= Nordstad =

Development area in north-central Luxembourg

Close-up map showing the Nordstad as defined by Statec (red line) and the future merged commune of Nordstad (blue)

Major urban areas of Luxembourg: the Nordstad (blue), the Luxembourg City metropolitan area (orange) and its outer ring (yellow), the Red Lands (red)

Nordstad is a development area in north-central Luxembourg, and a colloquial term to refer to the combined urban areas in the region. The name is Luxembourgish for 'northern city', but it remains the title, both formal and informal, of the region in any language.

The idea was coined by Luxembourgish economist Adrien Ries in 1973. The idea of a unified urban area in the north of the country was put forward to decentralise and diversify the economy, and develop a third major urban area, along with Luxembourg City and the southern Red Lands.

A project of four of the Nordstad's core communes - Ettelbruck, Diekirch, Erpeldange-sur-Sûre and Schieren - to merge into a single municipality has been ongoing since 2018. The project initially also included the communes of Colmar-Berg and Bettendorf, but their communal councils chose to leave negotiations in November 2018 and October 2024, respectively. A non-binding referendum in Bettendorf on rejoining the merger project on 23 March 2025 resulted in a majority for enjoining the merger, after which the communal council had a “working meeting” with the other communes. Another referendum is scheduled for 2027 across the remaining communes, with a stated goal of completing the merger before the 2029 communal elections.

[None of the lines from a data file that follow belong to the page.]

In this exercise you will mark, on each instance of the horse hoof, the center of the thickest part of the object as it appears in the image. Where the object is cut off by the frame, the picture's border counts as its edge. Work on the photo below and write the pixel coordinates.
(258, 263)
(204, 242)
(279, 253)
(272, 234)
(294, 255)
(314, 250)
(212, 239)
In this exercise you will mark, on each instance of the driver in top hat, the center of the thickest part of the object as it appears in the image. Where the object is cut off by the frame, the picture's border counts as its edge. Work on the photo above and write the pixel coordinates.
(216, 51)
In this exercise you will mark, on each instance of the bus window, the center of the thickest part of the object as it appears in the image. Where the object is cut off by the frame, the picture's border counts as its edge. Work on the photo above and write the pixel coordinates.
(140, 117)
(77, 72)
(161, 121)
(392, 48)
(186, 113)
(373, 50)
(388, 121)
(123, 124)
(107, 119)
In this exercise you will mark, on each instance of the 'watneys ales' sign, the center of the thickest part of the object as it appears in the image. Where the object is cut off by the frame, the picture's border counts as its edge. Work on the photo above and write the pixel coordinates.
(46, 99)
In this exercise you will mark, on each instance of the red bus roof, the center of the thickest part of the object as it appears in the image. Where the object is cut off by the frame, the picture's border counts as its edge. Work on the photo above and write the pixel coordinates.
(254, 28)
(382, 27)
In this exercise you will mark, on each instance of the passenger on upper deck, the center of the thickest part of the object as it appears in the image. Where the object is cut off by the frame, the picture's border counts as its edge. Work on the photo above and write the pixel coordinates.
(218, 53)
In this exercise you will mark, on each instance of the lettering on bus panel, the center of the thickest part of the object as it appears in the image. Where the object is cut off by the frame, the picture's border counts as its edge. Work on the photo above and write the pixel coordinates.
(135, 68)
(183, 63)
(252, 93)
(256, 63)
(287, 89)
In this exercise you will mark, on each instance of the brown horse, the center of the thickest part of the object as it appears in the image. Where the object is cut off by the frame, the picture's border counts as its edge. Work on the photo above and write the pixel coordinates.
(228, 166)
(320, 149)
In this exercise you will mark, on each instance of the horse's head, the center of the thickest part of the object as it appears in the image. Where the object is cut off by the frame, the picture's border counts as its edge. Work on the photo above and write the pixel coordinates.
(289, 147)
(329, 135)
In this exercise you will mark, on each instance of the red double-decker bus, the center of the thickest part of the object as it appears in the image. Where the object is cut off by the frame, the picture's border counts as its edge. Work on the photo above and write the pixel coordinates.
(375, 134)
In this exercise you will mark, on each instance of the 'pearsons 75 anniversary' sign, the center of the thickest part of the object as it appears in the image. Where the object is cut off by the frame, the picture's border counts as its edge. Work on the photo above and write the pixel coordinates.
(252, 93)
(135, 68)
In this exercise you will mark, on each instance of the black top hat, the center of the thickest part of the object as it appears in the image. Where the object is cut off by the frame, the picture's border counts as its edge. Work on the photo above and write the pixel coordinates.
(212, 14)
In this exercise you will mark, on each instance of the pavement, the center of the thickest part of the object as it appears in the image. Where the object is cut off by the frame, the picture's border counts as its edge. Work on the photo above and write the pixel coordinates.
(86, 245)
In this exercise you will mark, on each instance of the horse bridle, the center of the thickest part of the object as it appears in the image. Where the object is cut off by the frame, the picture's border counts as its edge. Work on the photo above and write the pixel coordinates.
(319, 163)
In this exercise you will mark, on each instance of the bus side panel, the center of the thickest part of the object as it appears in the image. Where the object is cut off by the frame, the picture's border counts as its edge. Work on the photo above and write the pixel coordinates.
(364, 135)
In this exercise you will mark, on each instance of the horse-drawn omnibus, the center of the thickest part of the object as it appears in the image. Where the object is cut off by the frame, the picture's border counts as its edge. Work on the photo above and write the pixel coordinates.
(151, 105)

As of 2025, the four communes have a combined population of 22,204 - were the merger to take place, the commune of Nordstad would become the fourth-most populous in the country, and the number of communes in Luxembourg would drop to 97, the lowest since the creation of the municipal system in Luxembourg in 1843.

==Extent==
Nordstad includes a total of fifteen communes, predominantly in the canton of Diekirch, but also including communes in Mersch and Vianden.

The fifteen communes are:
- Diekirch canton: Bettendorf, Bourscheid, Diekirch, Ermsdorf, Erpeldange, Ettelbruck, Feulen, Medernach, Mertzig, Reisdorf, and Schieren.
- Mersch canton: Bissen, Colmar-Berg, and Nommern.
- Vianden canton: Tandel.

Altogether, the fifteen communes have a population of 33,233, or approximately 7% of Luxembourg's total population. This is over an area of 301.8 km², which is 12% of Luxembourg's territory. Thus, the whole Nordstad region is more sparsely populated than Luxembourg as a whole, despite Nordstad's name.

==Core communes==
Development activity in Nordstad is concentrated on the centre, and most urbanised area, formed by the six core communes of Bettendorf, Colmar-Berg, Diekirch, Erpeldange, Ettelbruck, and Schieren. Except Colmar-Berg, all of them are in Diekirch canton, and lie in the valley of the middle Sauer. Of the six, Diekirch and Ettelbruck have city status and rank within the top twenty most-populated communes in the Grand Duchy.